This document introduces a declarative RDF data model to represent suggestions that can be used by tools to repair SHACL constraint violations [[shacl]]. The framework uses SPARQL [[sparql11-query]] to describe updates that need to be applied to a graph in order to fix a given constraint violation. The document illustrates the use of the framework as part of the TopBraid platform.

This document uses the prefix dash which represents the DASH Data Shapes namespace http://datashapes.org/dash# which is accessible via its URL http://datashapes.org/dash.

Scope of This Document

Note that this document covers both the general design of the test case framework and also illustrates specific tool support as part of TopBraid platform. The TopBraid binding should only be understood as one possible implementation and is in no way limiting the general applicability of the framework.

The button below can be used to show or hide the TopBraid-specific paragraphs:

This document uses the prefix dash which represents the namespace http://datashapes.org/dash# which is accessible via its URL http://datashapes.org/dash.

Overview

The DASH Suggestions vocabulary provides a declarative data model for representing and sharing instructions on how to fix a data graph so that it no longer violates SHACL constraints. Suggestions represented using this vocabulary can be presented by tools to users as part of a semi-automated process, or employed by advanced tools to fully automate the repair of incorrect data.

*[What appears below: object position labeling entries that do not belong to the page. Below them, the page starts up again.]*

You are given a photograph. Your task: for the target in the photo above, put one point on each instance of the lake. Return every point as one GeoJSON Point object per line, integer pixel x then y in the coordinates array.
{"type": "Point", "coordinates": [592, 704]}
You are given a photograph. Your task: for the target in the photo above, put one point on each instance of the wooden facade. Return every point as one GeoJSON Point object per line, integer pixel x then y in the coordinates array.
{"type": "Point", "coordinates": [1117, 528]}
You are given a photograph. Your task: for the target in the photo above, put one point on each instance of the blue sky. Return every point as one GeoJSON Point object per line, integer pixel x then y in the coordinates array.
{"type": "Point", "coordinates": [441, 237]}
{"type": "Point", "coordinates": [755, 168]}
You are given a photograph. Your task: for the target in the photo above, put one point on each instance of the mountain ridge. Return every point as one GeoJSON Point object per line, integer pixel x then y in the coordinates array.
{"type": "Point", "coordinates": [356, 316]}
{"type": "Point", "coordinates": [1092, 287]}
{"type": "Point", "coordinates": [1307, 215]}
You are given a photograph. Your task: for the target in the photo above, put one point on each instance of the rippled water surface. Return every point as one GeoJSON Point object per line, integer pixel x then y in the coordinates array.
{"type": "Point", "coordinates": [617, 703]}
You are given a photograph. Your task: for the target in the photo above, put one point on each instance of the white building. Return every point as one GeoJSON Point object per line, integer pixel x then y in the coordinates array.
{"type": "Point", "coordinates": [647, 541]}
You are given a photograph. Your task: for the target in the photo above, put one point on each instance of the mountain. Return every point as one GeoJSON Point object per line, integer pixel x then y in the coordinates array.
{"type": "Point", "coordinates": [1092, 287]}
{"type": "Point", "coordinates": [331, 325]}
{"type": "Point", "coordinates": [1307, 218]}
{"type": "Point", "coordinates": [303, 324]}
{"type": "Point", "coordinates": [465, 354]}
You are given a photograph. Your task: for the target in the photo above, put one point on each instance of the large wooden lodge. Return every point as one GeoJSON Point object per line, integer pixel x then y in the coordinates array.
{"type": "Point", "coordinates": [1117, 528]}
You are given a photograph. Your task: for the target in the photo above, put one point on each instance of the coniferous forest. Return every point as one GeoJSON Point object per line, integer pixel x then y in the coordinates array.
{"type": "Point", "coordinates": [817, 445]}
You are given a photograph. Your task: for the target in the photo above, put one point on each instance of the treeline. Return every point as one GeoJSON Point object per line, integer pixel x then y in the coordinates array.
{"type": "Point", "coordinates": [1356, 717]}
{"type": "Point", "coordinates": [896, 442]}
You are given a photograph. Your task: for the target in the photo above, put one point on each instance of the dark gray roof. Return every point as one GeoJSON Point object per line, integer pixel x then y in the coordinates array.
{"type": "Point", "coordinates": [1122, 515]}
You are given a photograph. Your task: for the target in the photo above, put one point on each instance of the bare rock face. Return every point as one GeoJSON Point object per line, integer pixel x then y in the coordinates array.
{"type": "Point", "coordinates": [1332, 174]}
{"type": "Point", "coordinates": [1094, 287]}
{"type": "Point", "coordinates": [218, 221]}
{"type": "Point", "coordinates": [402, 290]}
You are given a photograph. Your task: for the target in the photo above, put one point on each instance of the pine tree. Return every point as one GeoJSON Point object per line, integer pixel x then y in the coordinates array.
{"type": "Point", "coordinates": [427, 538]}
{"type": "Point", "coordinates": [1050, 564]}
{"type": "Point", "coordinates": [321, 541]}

The general design attaches instances of dash:SuggestionGenerator to SHACL constraint components or SPARQL-based constraints using the dedicated properties dash:propertySuggestionGenerator and dash:suggestionGenerator. The current version of the DASH vocabulary includes only one subclass of dash:SuggestionGenerator, called dash:SPARQLUpdateSuggestionGenerator. Each of these SPARQL-based suggestion generators includes a SPARQL UPDATE request that is executed with certain pre-bound variables, producing a change set consisting of triples to add and delete. The resulting change sets can be represented in RDF using the class dash:GraphUpdate, which points at triples to add or delete using the properties dash:addedTriple and dash:deletedTriple.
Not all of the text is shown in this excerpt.